The Court finds that Costco has failed to prove that its profits on sales of rings under Standalone Signage were limited to the 10.31% margin computed by Costco's damages expert. That margin is artificially small, and was made possible chiefly by the subsidizing impact of membership fees, which are themselves enhanced by the pull of the "treasure hunt" tactic in which Costco uses extraordinary bargains on brand-name merchandise to pull customers into its stores. Fine jewelry is the first display case customers encounter in Costco's standard store layout, along with name-branded luxury watches. (Tr. 451-452, 466-467, 470.) In light of the role of the membership fees in Costco's business model and of its use of Tiffany's mark in selling fine jewelry, which is prominently displayed at the entrance of the stores to catch the [*16] eye of the customer, the Court finds it necessary and appropriate as an equitable matter to impute a sufficient portion of the membership revenue to the sale of these rings to bring the recoverable profit margin on the rings into the profit margin range of a typical run-of-the-mill jewelry store, which is approximately 50-100%. The Court further finds that the advisory jury's award of $3.7 million in profits on the Standalone Signage sales, a figure that is slightly more than 50% of the sales revenue proven in connection with those sales, constitutes a just and appropriate award of Costco's profits attributable to the infringing sales.



As to punitive damages:



The issues of whether punitive damages were warranted and, if so, of how much punitive damages to award were within the province of the jury, and the jury's decision cannot be set aside unless "there exists such a complete absence of evidence supporting the verdict that the jury's findings could only have been the result of sheer surmise and conjecture, or the evidence in favor of the movant is so overwhelming that reasonable and fair minded persons could not arrive at a verdict against it." Providencia v. ex rel. K.V. v. Schultze, No. 02 CV 9516, 2009 U.S. Dist. LEXIS 30411, 2009 WL 890057, at *1 (S.D.N.Y. Apr. 2, 2009) (quoting Brady v.

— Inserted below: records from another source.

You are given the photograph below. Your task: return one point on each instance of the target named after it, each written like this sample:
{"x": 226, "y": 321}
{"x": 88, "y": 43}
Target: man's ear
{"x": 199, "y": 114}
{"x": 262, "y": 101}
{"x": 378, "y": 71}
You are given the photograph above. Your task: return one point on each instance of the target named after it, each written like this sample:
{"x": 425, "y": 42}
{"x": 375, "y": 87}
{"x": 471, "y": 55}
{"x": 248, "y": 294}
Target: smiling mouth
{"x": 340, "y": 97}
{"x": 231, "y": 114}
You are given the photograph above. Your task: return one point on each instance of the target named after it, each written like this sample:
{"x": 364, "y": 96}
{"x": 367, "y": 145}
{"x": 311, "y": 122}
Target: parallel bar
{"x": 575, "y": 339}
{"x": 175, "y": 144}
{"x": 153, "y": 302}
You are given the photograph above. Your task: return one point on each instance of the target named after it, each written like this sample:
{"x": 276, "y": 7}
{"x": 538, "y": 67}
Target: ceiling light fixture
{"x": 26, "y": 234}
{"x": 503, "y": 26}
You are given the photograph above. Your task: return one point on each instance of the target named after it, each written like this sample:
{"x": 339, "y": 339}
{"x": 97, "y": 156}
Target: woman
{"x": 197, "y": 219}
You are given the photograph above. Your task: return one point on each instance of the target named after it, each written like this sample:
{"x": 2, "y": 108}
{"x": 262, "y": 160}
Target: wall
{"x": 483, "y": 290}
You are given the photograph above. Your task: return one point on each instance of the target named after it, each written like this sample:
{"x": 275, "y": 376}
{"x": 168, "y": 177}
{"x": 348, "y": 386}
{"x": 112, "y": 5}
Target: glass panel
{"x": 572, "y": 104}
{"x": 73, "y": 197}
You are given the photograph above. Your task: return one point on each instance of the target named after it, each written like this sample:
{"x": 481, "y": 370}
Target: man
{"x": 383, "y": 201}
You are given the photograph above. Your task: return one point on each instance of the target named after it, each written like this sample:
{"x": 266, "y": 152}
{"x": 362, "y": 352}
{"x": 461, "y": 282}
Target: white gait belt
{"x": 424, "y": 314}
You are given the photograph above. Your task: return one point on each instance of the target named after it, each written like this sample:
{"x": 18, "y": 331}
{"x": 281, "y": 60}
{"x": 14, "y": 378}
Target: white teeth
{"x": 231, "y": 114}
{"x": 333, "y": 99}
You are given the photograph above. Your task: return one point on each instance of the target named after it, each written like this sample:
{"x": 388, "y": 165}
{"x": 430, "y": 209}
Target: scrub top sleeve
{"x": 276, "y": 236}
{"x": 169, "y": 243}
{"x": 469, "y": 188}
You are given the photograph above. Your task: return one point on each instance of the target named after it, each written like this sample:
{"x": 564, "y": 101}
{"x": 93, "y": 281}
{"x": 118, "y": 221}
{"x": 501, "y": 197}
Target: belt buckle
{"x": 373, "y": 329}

Wal-Mart Stores, Inc., 531 F. 3d 127, 133 (2d Cir. 2008) (internal quotation marks omitted)). As the Court stated in its Summary Judgment Opinion, "Tiffany . . . proffered [in connection with that motion practice] evidence upon which the finder of fact could conclude that Costco's behavior satisfied the 'gross, wanton or willful' standard" required for awarding punitive [*21] damages." (Docket entry no. 175 at 34.) Even more evidence of conduct supporting punitive damages was adduced at trial, including evidence of the conduct and attitude of Costco's senior executives towards use of the "Tiffany" mark and the lawsuit, customer confusion, and marketing strategies designed to invoke an association with Tiffany. Given that there plainly was enough evidence to support the jury's award of punitive damages, the jury's finding that punitive damages were warranted will not be disturbed.



The outcome:

Treating the jury's verdict as advisory only as to the recovery of profits, the Court finds that Plaintiffs are entitled to recover trebled profits of $11.1 million, and judgment will be entered in their favor in that amount, plus prejudgment interest at the annual rate set under 26 U.S.C. ยง 6621(a)(2) for the period from February 15, 2013, through the date of judgment and punitive damages of $8.25 million, unless Plaintiffs file within seven (7) days from the date hereof a written election to instead recover the $2 million in statutory and $8.25 million in punitive damages awarded by the jury.
Costco is permanently enjoined from using the mark TIFFANY as a standalone term, not combined with any immediately following modifiers such as "setting," "set" or "style," in connection with its advisement and/or sale of any products that were not manufactured by Plaintiffs or their affiliates.